Advancing Beyond Twice-Daily Premixed Insulin
- When the total daily Mixtard dose exceeds 0.5 units/kg/day without achieving HbA1c targets, consider transitioning to a basal-bolus regimen (long-acting basal insulin plus rapid-acting insulin before each meal) rather than further escalating premixed insulin 2.
- Signs that premixed insulin is insufficient include persistent pre-dinner hyperglycemia despite adequate fasting glucose, marked glucose variability, or recurrent hypoglycemia alternating with hyperglycemia 2.
Common Pitfalls to Avoid
- Do not withhold the scheduled evening Mixtard dose and rely solely on correction insulin; the NPH component is essential for overnight basal coverage 4, 2.
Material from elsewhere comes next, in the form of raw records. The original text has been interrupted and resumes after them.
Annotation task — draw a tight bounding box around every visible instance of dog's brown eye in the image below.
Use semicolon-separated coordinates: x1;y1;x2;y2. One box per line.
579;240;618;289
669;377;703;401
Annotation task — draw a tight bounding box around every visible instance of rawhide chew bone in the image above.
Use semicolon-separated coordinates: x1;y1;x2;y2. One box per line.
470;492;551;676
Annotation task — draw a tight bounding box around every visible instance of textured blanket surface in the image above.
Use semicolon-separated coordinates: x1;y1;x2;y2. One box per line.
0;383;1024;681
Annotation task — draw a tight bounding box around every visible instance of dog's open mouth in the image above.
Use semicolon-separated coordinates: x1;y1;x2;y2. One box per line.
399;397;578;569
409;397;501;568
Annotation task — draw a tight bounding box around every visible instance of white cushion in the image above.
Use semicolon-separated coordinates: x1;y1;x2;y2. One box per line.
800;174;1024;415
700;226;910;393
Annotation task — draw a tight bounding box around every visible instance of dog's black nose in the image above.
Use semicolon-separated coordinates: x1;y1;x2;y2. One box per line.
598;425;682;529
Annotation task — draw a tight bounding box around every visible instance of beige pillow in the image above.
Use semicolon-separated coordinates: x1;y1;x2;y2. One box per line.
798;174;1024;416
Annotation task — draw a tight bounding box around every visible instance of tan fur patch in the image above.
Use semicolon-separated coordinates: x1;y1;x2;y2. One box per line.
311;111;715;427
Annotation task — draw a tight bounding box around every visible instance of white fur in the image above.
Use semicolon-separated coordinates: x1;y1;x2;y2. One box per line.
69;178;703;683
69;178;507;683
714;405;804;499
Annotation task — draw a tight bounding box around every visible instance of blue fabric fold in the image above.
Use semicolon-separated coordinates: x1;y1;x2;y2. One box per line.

- Do not delay systematic titration of the evening dose when pre-dinner glucose repeatedly exceeds 180 mg/dL; adjust every 3 days based on glucose patterns 4, 2.
- Avoid administering correction insulin at bedtime as a sole dose without the scheduled Mixtard, as this markedly raises nocturnal hypoglycemia risk 4.
- Do not continue escalating Mixtard beyond 0.5 units/kg/day without addressing post-prandial hyperglycemia with a more flexible regimen 2.
Hypoglycemia Management
- Treat any glucose <70 mg/dL immediately with 15 g of fast-acting carbohydrate, recheck in 15 minutes, and repeat if needed 4.
- If unexplained hypoglycemia occurs, reduce the implicated dose (morning or evening) by 10–20% before the next administration 4, 2.
Alternative Premixed Formulations
- Mixtard 50/50 (50% regular, 50% NPH) provides more rapid-acting insulin and may be more appropriate for patients with significant post-breakfast or post-dinner hyperglycemia, as it delivers greater prandial coverage 5, 6.
- The choice between Mixtard 30/70 and 50/50 depends on the patient's specific glucose patterns, with 50/50 offering better post-prandial control at the expense of slightly higher hypoglycemia risk 5, 6.